Question & Answer
QUESTION

Find the value of the expression given as: $\int\limits_{0}^{\pi }{\sin \theta d\theta }$.

ANSWER Verified Verified
Hint: Use the formulae $\int{\sin xdx}=-\cos x+\,C$ and $\int\limits_{a}^{b}{f(x)dx}=\left[ F(x) \right]_{a}^{b}$ too get the integration and then substitute the values \[\cos 0=1\,and\,\cos \pi =-1\] in the equation to get the final answer.

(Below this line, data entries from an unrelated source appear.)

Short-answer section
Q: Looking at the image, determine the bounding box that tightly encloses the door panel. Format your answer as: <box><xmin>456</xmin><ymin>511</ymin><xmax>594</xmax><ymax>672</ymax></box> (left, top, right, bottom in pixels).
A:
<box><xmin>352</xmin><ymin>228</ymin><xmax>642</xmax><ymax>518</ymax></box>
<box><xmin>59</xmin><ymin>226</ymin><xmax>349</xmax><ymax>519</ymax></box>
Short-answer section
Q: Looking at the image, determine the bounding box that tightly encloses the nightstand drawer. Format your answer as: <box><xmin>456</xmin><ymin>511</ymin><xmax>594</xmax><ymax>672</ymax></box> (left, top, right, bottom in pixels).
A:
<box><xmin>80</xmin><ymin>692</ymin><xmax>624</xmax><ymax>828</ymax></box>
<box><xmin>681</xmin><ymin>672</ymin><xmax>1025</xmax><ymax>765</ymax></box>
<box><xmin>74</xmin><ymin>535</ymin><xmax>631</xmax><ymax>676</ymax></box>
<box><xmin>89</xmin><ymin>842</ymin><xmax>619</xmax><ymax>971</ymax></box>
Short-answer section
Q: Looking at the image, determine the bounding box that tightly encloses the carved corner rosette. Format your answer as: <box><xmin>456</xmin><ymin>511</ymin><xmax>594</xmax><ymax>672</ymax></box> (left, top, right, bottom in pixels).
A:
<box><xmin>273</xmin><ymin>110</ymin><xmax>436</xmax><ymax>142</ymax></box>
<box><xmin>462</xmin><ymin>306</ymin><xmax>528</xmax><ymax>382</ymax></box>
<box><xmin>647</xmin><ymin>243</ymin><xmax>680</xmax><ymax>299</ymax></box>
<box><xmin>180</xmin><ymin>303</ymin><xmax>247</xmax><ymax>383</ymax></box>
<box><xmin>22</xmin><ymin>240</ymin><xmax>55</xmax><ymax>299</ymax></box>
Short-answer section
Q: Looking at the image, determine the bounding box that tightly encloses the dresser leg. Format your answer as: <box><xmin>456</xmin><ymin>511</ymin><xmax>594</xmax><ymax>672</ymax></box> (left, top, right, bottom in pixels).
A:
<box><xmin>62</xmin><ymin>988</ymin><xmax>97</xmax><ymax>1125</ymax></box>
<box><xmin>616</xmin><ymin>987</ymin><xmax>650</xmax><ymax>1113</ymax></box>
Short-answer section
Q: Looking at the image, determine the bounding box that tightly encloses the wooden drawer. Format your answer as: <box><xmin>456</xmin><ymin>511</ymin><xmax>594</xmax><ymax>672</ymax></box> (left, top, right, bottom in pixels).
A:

Complete step-by-step answer:
To solve the above equation we will first write it down and assume it as ‘L’, therefore,
$\Rightarrow L=\int\limits_{0}^{\pi }{\sin \theta d\theta }$ ……………………………………………………. (1)
To solve the above equation we should know the formulae of integration given below,
Formula:
$\int{\sin xdx}=-\cos x+\,C$
$\int\limits_{a}^{b}{f(x)dx}=\left[ F(x) \right]_{a}^{b}$
If we use above two formulae in equation (1) we will get,
$\Rightarrow L=\left[ -\cos \theta \right]_{0}^{\pi }$
Now to proceed further in the solution we should know how to substitute the limits in the given equation and for that we should refer the formula given below,
Formula:
$\left[ f(x) \right]_{a}^{b}=f(b)-f(a)$
If we use the above formula in ‘L’ we will get,
$\Rightarrow L=\left[ \left( -\cos \pi \right)-\left( -\cos 0 \right) \right]$
Further simplification in the above equation will give,
\[\Rightarrow L=\left[ -\cos \pi +\cos 0 \right]\]
As we know, the value of \[\cos 0\] is equal to 1 and the value of \[\cos \pi \] is equal to -1 and if we substitute these values in the above equation we will get,
\[\Rightarrow L=\left[ -\left( -1 \right)+1 \right]\]
Further simplification in the above equation will give,
Therefore, L = 1 + 1
If we simplify the above equation we will get,
Therefore, L = 2.
If we compare the above equation with equation (1) we can write,
\[\Rightarrow \int\limits_{0}^{\pi }{\sin \theta d\theta }=2\]
Therefore the value of \[\int\limits_{0}^{\pi }{\sin \theta d\theta }\] is equal to 2.

Note: Many students commit the mistake of writing the \[\int{\sin \theta d\theta }\] as \[\cos \theta \] in over confidence. But do remember that it is the derivative of \[\sin \theta \] and not the integration.